Thought I was onto a winner here....changing <exec_depends> to just <depend>

https://roboticsbackend.com/create-a-ros2-python-package/

However, that didn't seem to help - it "looks" like I have everything setup correct from a ROS2 perspective, so it must just be an install thing with Python 3.8 and the ROS2 libraries.

Well, after wasting a few hours going around the Internet of Confusion - it finally dawned on me.  I don't need rospy - it's one of the ROS1 libraries, along with roscore, rosrun and roslaunch - they've all been replaced with ros2 xxxx commands now.

I went in search of some equivalent samples to the code I had above (that turns out was for ROS1, not ROS2, even though the author I grabbed it from did state it was ROS2, however....)

I thought...hmmm....I'll re-do the code and put in reference to this new library and see if I can at least prevent the execution failure.  Yep.  On the right track, now for a bit of trial and error....

http://docs.ros.org.ros.informatik.uni-freiburg.de/en/foxy/Tutorials/Writing-A-Simple-Py-Publisher-And-Subscriber.html

As is usually the way - I had actually gone through this tutorial yesterday and had not quite appreciated that it DID NOT tell you how to do the Publish() API calls - it just explained it like you already knew - I went back over the pages around this, just to make sure I wasn't being ultra-dumb (it has been known) and nope, as far as I can see it was written "after the event". ie. I can now read that page and content and, now that I have figured it out / solved my problem, of course it now makes sense to me!  But, what with all the mis-information I was seeing in my DuckDuckGo results, I didn't trust myself and burnt a bit of time trusting other people - who, I now conclude, are mostly stupid and just copy&paste for web page hits - grrrhhh... the internet is going to get so messy over the coming years, someone will have to invent a product that will sit in front of the websites and "filter" out the crap (challenge: how do you figure that out?!?! AI perhaps?) and provide a non-biased set of results/content back to the user.  I digressed again.

So, here we have the Package.xml and the my_node1.py code:


As you can see, the commented line at the top shows the command-line command that publishes a command to the turtlebot3 to spin it's wheels, basically move along for a bit.  The second command would be to send 0.0 values to make it stop.

The code that follows is the same thing, but now using the 'rclpy' library to publish the command, along with the message content.

Top-Left: that's the new command to build the package

Middle-Left: An SSH session to the turtlebot3 and the command to start it up

Bottom-Left: initialising the environment and then calling the node

Top-Right: The command-line command we need to replicate

As you can see, the output shows the message that has been Published and this is picked up by the turtlebot3 - and yep, every 3 seconds, the wheel motors whirred away....I had expected them to get faster (as you can see the X and Z values increasing), however they decreased in speed, but at least it worked!
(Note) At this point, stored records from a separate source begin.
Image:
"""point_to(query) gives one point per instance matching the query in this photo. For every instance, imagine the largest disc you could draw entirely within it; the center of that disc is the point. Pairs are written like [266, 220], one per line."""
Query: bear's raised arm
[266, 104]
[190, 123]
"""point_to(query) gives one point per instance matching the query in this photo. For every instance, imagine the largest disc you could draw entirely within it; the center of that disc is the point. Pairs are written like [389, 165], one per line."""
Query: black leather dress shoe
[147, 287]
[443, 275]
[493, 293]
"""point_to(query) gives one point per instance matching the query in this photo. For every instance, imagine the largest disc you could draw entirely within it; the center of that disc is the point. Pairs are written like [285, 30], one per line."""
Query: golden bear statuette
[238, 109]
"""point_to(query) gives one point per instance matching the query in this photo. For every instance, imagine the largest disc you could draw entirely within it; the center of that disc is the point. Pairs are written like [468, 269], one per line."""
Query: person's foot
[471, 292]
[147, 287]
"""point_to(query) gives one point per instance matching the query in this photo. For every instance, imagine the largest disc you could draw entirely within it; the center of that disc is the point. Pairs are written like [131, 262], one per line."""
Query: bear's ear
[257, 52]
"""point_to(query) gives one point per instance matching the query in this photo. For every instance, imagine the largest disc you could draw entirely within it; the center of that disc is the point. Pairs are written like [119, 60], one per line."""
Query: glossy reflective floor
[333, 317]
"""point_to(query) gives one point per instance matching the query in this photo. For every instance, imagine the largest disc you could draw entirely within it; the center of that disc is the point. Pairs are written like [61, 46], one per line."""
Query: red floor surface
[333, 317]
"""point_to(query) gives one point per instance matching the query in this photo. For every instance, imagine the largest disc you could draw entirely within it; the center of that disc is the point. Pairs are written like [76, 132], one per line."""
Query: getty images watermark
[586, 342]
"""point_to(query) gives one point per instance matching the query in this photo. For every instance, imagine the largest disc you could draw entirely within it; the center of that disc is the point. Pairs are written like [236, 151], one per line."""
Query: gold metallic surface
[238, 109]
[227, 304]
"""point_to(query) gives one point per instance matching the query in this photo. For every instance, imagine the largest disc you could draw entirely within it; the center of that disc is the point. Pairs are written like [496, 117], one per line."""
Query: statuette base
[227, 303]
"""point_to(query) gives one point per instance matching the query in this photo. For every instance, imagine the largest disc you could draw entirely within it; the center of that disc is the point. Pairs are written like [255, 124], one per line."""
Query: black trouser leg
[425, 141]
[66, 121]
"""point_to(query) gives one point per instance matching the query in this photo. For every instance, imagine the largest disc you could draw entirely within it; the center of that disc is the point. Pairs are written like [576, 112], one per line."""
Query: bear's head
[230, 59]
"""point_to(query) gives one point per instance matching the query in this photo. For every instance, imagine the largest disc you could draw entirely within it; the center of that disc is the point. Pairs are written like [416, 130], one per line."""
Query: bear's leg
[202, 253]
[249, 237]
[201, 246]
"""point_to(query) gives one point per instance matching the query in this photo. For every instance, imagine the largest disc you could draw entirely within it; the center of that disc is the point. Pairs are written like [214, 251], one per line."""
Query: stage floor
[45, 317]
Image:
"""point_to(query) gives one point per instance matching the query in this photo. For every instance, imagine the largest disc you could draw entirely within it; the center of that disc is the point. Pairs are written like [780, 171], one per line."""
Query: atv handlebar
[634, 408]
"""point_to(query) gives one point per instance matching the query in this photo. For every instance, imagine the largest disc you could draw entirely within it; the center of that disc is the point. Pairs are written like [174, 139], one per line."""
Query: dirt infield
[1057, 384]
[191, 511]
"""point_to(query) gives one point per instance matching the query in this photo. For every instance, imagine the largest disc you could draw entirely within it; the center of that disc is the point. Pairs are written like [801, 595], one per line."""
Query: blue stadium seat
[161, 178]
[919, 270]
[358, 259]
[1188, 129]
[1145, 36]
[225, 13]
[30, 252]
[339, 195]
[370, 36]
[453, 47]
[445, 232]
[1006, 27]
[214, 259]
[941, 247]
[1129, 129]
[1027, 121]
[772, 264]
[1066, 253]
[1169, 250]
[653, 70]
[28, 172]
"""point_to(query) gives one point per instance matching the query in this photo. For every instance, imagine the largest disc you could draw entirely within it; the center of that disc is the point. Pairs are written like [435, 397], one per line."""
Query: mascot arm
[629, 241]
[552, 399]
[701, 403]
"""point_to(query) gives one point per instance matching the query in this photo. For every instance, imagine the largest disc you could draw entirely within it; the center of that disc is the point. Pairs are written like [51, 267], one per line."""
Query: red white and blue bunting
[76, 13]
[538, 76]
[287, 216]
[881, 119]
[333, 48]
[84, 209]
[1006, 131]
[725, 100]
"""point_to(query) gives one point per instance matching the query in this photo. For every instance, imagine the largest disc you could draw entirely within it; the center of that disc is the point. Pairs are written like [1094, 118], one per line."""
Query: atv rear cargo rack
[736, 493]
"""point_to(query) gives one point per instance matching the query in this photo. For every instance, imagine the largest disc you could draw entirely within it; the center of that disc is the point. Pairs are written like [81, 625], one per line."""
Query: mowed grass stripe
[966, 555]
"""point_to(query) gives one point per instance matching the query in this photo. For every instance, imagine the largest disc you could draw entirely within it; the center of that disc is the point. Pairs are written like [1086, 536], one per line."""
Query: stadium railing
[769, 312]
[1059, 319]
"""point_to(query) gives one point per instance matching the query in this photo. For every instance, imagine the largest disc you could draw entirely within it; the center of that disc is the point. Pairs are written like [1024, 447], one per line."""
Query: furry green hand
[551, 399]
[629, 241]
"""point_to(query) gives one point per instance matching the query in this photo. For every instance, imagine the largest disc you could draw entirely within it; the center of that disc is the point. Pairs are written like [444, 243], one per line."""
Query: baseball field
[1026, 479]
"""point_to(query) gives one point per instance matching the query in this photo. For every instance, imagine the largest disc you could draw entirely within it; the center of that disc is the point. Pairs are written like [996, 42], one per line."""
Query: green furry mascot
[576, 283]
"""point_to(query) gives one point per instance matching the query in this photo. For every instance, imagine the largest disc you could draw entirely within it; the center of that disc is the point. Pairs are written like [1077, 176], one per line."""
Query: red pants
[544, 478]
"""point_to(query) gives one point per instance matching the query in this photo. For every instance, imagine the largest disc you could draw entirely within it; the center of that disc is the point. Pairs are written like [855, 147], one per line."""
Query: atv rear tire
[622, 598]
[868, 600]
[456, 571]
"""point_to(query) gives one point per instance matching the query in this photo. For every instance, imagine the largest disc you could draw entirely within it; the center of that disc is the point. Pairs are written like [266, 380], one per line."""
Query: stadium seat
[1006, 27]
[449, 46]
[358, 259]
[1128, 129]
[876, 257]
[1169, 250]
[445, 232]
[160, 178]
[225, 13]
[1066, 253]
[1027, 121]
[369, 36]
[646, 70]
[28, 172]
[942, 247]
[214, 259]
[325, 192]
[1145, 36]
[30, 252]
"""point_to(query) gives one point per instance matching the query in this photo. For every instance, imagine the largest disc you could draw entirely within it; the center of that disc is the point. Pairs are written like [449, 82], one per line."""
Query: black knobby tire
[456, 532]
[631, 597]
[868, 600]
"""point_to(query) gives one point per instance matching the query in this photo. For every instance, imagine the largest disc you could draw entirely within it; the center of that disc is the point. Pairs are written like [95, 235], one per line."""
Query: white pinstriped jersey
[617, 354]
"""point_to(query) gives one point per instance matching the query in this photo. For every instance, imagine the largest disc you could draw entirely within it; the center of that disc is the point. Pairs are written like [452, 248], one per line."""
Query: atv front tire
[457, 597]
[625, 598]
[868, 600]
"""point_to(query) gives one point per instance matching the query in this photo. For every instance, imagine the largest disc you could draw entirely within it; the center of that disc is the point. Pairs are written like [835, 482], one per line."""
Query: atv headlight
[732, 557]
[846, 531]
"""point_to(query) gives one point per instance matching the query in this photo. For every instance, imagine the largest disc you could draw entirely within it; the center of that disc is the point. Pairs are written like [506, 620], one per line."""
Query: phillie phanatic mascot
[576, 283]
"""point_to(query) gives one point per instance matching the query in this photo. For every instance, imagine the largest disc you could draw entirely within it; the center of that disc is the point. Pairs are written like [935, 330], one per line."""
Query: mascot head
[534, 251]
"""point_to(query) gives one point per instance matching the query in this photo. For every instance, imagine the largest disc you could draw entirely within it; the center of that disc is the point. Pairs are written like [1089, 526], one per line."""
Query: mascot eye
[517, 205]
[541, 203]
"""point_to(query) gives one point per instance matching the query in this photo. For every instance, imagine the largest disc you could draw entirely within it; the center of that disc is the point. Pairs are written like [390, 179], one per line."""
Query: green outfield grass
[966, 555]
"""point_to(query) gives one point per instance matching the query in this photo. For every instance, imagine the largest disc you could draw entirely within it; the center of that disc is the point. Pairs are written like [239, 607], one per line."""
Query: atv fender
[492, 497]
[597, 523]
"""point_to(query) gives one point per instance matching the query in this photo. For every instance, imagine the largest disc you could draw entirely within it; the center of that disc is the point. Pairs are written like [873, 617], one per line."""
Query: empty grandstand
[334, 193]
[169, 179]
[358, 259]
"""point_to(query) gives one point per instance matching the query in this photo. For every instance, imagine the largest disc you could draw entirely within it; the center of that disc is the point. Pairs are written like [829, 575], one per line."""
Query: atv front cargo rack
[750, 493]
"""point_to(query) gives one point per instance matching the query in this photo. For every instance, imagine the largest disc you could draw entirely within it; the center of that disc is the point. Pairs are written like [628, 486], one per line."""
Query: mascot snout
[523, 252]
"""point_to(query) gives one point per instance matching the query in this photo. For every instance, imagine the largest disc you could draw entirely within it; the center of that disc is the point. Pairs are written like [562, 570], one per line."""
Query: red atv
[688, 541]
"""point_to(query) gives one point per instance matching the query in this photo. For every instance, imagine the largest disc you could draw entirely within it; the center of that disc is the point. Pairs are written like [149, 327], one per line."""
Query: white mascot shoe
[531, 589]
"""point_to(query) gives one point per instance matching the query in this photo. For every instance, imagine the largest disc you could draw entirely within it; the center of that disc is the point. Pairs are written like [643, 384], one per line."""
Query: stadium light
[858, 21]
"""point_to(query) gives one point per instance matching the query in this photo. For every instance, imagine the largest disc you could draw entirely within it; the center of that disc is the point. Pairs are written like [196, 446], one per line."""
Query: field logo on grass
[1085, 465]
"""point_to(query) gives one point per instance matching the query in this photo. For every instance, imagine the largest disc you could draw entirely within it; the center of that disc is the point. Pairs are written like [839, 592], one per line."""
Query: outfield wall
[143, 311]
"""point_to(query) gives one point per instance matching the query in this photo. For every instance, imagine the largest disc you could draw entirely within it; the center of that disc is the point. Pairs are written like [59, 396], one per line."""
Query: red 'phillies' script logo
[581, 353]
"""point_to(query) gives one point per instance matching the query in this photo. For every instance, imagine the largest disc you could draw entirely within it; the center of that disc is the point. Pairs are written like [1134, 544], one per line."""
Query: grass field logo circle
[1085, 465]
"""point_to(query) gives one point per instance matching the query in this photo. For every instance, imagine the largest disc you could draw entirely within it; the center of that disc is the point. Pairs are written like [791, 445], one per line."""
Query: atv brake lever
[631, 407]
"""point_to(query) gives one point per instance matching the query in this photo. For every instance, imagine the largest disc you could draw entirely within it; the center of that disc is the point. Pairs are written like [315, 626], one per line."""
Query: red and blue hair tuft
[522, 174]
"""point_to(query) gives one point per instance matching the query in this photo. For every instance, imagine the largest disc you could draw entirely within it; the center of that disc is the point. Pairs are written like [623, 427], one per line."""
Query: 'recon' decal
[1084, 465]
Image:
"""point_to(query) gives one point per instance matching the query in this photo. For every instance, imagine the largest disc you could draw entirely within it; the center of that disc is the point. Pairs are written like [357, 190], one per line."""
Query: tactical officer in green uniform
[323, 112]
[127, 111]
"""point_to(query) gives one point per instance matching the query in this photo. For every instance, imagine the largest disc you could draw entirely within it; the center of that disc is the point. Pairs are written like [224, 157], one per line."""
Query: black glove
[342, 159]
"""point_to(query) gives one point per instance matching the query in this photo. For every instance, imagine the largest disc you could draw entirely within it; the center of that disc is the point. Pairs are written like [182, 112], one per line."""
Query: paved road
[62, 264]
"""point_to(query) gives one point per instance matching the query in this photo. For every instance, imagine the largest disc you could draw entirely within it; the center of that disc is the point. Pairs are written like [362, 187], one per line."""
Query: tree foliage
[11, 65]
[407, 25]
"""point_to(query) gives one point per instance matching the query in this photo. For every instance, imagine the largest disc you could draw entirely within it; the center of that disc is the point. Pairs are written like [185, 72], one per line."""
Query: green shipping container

PHEW!  Okay, that means I now know how to perform the Publishing of commands to the turtlebot3, I can use the inverse for Subscribing to pick up the feedback from the LIDAR etc... and can then make decisions based upon how far away items are detected on which action to take, ie. turn left, turn right, go straight ahead, if don't detect anything for 1m, speed up, if detect something within 0.25m then slow down to assess the situation....

I'm quite pleased with myself :-D will post a video of it working soon.